Né en 1880 à Aschaffenburg (Bavière, Allemagne). Décédé en 1938 à Frauenkirch (Suisse)
L’œuvre picturale, graphique et sculptée de Ernst Ludwig Kirchner a fait l’objet d’une grande rétrospective au Städelmuseum à Francfort en 2010. Outre ce musée, qui fut le premier en 1919 à acquérir une de ses toiles, les œuvres de Kirchner sont dans de prestigieuses collections muséales dans le monde (Neue Nationalgalerie, Berlin ; Musée Solomon R. Guggenheim, New York ; Moderna Museet, Stockholm ; Pinacothèque de Munich, etc.).
Artiste majeur du courant expressionniste allemand, Ernst Ludwig Kirchner (1880-1938) est également la figure centrale du groupe Die Brücke qu'il fonde avec Fritz Bleyl, Erich Heckel et Karl Schmidt-Rottluff en 1905. Souhaitant rompre avec le style académique, le groupe d'avant-garde se caractérise également par le désir de « faire le pont » entre des formes d'art passées (Dürer, Grünewald…) ou récemment reconsidérées (art primitif, oriental, indien…) et une pratique artistique résolument contemporaine. Ainsi, en plus de la peinture ou de la sculpture, Kirchner reprend notamment à son compte des techniques traditionnelles de gravure sur bois1 et s'inspire du pouvoir émotionnel de l'art du Moyen Âge ou du cadrage de l'art japonais, pour proposer un langage formel novateur d'un style d'une rare tension. Parallèlement, il développe une pratique photographique autour de différentes thématiques (autoportrait, portrait, nu, vue d'atelier, d'exposition, scène de la vie campagnarde…).
De Dresde à Munich, où il étudie l'architecture de 1901 à 1905, en passant par Berlin (1911-1915) ou les grands espaces de Davos (1917-1926), les villes et les lieux de nature que l'artiste côtoie portent les « motifs » majeurs de son œuvre.

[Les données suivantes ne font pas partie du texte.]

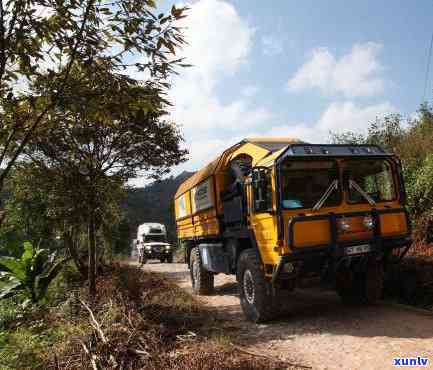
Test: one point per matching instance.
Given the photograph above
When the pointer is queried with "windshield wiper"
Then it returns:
(354, 185)
(325, 196)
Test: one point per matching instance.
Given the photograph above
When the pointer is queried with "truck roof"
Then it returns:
(260, 146)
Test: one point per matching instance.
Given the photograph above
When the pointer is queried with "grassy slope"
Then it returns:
(141, 321)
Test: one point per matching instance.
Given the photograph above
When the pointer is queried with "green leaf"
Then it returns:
(13, 266)
(44, 280)
(28, 254)
(10, 289)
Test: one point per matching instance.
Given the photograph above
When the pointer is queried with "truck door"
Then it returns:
(262, 212)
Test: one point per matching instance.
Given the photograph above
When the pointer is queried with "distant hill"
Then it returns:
(154, 203)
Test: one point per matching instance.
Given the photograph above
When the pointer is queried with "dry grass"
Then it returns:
(142, 321)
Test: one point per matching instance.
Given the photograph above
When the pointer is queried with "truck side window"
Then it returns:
(262, 190)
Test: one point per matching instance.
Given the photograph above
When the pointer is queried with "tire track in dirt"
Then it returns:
(317, 330)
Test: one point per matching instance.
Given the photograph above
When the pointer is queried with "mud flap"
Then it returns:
(214, 258)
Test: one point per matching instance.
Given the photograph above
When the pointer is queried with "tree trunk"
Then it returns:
(92, 257)
(70, 245)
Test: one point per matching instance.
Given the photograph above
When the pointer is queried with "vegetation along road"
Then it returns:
(316, 330)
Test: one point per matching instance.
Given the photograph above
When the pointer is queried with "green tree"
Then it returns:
(107, 130)
(52, 37)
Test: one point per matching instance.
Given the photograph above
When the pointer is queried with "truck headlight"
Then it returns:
(368, 222)
(343, 225)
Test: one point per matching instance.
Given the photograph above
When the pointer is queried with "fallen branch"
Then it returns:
(95, 323)
(268, 357)
(91, 355)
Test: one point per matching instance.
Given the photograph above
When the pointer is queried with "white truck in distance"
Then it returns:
(152, 243)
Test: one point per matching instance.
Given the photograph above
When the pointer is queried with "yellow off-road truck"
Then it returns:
(277, 212)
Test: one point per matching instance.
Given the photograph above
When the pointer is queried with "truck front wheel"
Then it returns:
(202, 280)
(257, 301)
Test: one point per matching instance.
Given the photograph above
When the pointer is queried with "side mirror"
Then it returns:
(262, 195)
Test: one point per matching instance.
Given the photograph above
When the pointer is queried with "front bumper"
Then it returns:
(157, 254)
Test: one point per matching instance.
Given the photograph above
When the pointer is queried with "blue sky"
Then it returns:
(296, 68)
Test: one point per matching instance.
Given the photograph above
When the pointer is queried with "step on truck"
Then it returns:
(152, 243)
(277, 212)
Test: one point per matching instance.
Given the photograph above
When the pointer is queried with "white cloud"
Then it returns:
(354, 74)
(337, 117)
(219, 44)
(271, 45)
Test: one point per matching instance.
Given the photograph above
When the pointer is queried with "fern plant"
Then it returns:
(30, 275)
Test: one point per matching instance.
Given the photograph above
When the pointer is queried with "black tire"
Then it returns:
(257, 301)
(361, 287)
(201, 279)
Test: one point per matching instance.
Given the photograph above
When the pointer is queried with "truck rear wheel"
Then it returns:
(202, 280)
(257, 301)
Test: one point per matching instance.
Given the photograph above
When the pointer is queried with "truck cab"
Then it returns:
(152, 243)
(283, 211)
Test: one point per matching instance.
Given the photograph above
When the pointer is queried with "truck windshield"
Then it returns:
(305, 184)
(369, 180)
(154, 238)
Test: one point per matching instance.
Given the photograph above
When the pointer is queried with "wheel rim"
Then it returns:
(248, 287)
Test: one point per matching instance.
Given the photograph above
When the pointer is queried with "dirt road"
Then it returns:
(317, 330)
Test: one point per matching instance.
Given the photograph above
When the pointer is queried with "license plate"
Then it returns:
(358, 249)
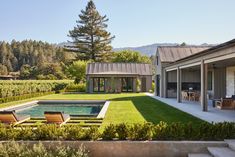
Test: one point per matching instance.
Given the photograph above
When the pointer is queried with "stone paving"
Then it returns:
(212, 115)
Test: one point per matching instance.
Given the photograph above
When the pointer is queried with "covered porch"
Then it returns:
(205, 79)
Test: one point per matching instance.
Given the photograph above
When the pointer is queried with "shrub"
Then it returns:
(72, 87)
(146, 131)
(92, 133)
(49, 132)
(74, 133)
(122, 131)
(109, 132)
(140, 132)
(10, 149)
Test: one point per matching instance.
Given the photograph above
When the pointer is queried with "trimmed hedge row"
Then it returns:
(72, 87)
(14, 149)
(146, 131)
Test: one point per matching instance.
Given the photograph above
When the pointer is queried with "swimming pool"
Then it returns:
(73, 108)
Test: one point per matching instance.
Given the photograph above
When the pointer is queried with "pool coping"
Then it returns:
(103, 110)
(101, 114)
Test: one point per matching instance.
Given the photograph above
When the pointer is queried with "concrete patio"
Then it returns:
(193, 108)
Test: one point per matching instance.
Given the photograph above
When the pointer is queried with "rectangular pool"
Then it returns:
(73, 108)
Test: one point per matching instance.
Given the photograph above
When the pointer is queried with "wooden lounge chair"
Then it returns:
(225, 103)
(56, 117)
(10, 117)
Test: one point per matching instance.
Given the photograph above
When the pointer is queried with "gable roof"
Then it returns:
(119, 68)
(174, 53)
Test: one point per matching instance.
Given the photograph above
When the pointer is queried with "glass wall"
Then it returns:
(98, 85)
(127, 84)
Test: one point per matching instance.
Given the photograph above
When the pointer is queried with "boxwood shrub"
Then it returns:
(144, 131)
(14, 149)
(72, 87)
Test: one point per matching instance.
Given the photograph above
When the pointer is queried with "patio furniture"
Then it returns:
(10, 117)
(225, 103)
(56, 117)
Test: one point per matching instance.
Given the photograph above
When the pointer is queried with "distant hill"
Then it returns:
(147, 49)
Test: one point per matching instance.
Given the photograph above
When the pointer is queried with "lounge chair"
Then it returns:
(10, 117)
(225, 103)
(56, 117)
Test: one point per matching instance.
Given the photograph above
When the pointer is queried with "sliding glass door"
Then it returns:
(127, 84)
(98, 84)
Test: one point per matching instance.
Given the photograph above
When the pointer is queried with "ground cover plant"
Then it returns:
(13, 149)
(127, 108)
(134, 132)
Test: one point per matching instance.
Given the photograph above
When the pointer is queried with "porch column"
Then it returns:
(179, 84)
(204, 100)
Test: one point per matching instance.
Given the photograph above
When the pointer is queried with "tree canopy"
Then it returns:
(90, 39)
(77, 70)
(127, 56)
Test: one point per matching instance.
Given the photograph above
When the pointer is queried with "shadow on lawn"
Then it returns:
(155, 111)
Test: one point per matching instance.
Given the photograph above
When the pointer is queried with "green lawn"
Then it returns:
(128, 108)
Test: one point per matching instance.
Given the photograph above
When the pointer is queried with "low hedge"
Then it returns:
(72, 87)
(14, 149)
(21, 97)
(146, 131)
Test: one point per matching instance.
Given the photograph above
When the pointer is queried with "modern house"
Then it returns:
(118, 77)
(208, 71)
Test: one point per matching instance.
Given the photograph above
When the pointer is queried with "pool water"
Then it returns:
(71, 109)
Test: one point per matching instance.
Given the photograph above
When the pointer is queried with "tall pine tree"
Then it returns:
(90, 38)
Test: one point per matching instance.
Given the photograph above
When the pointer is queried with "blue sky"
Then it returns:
(133, 22)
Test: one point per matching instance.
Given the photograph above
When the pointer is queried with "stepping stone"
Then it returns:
(221, 152)
(199, 155)
(231, 144)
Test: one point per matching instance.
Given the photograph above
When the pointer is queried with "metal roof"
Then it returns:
(119, 69)
(174, 53)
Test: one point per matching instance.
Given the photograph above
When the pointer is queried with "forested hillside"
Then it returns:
(35, 58)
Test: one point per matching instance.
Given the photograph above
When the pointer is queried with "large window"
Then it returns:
(98, 84)
(127, 84)
(209, 86)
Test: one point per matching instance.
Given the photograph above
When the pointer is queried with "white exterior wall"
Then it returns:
(230, 81)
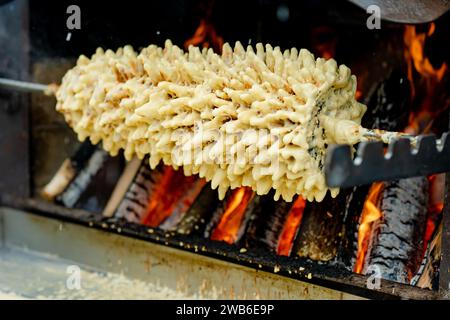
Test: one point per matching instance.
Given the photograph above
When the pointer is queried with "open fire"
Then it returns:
(392, 226)
(425, 83)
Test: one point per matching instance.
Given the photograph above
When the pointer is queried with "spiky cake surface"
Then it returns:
(251, 117)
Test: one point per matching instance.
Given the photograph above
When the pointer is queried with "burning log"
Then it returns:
(266, 223)
(397, 247)
(159, 197)
(67, 171)
(321, 229)
(427, 275)
(229, 221)
(122, 186)
(76, 182)
(200, 213)
(387, 108)
(73, 192)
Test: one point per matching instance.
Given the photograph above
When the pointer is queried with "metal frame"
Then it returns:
(332, 276)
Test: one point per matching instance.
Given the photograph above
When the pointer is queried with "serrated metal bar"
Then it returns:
(401, 160)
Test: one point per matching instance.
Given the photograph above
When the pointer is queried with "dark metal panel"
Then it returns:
(14, 134)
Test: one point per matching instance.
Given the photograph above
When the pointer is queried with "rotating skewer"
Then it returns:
(24, 86)
(407, 155)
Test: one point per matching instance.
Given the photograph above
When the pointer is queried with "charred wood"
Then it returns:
(200, 213)
(397, 247)
(321, 229)
(266, 223)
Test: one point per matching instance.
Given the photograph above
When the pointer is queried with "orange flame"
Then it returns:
(173, 192)
(228, 227)
(414, 55)
(369, 215)
(206, 36)
(420, 122)
(436, 200)
(290, 227)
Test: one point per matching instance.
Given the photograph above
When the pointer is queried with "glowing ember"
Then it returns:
(436, 200)
(420, 122)
(290, 227)
(228, 227)
(414, 55)
(369, 215)
(206, 36)
(173, 194)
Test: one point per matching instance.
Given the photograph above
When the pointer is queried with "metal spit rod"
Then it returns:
(24, 86)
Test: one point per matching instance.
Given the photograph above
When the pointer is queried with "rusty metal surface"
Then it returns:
(411, 11)
(14, 155)
(331, 276)
(400, 161)
(444, 275)
(186, 274)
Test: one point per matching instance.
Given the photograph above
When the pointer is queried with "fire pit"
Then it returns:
(386, 239)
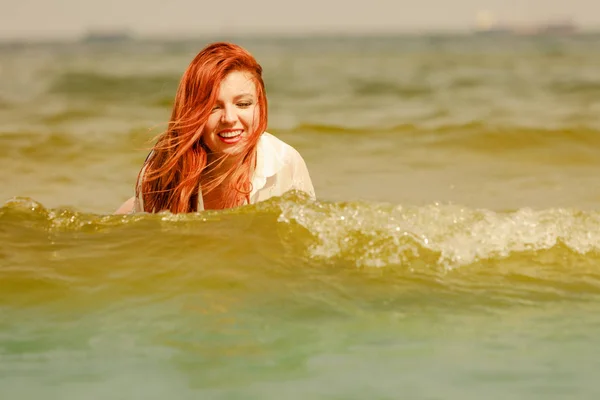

Le paysage, l'effervescence des rues berlinoises (qui donnera notamment lieu aux « Großstadtbilder », [toiles de la grande ville]), les scènes de montagne sont quelques-uns des grands thèmes qui nourrissent sa production. Dans les années 1920, Kirchner jouit d'une grande notoriété dont témoignent plusieurs expositions en Allemagne et en Suisse. C'est également durant cette période qu'il réalise la commande d'une peinture murale pour le Folwang Museum d'Essen. En 1928, il participe à la Biennale de Venise.
Plus tard, le style expressionniste de ses œuvres le désignera aux yeux du régime nazi comme un représentant de « l'art dégénéré2 » et conduira à ce que plus de 600 de ses œuvres soient retirées des musées allemands, puis vendues ou détruites. Dépressif, profondément blessé par cette destitution, par le cours de l'Histoire et par l'imminence de la guerre, il se suicide en juin 1938. Sur les 140 sculptures de Kirchner qui ont pu être identifiées, il n'en reste aujourd'hui que quelque 80. Détruites par les nazis ou par l'artiste lui-même, un nombre important d'entre elles persiste à travers leur captation photographique.
1 Le programme de Die Brücke lui-même fut gravé sur un placard en bois. Il accompagnait l'exposition du groupe à l'usine Seifert de Dresde en 1906. On pouvait y lire :
« Animés de la foi dans le progrès et dans une nouvelle génération de créateurs et d'amateurs d'art, nous appelons toute la jeunesse à se rassembler. Étant la jeunesse qui porte en elle le futur, nous voulons conquérir la liberté d'action et de vie face aux vieilles forces solidement établies. Tous ceux qui expriment directement et sincèrement leur impulsion créatrice ont leur place parmi nous ».
2 32 œuvres de Kirchner faisaient partie de l'exposition Entartete Kunst [l'art dégénéré] de Munich.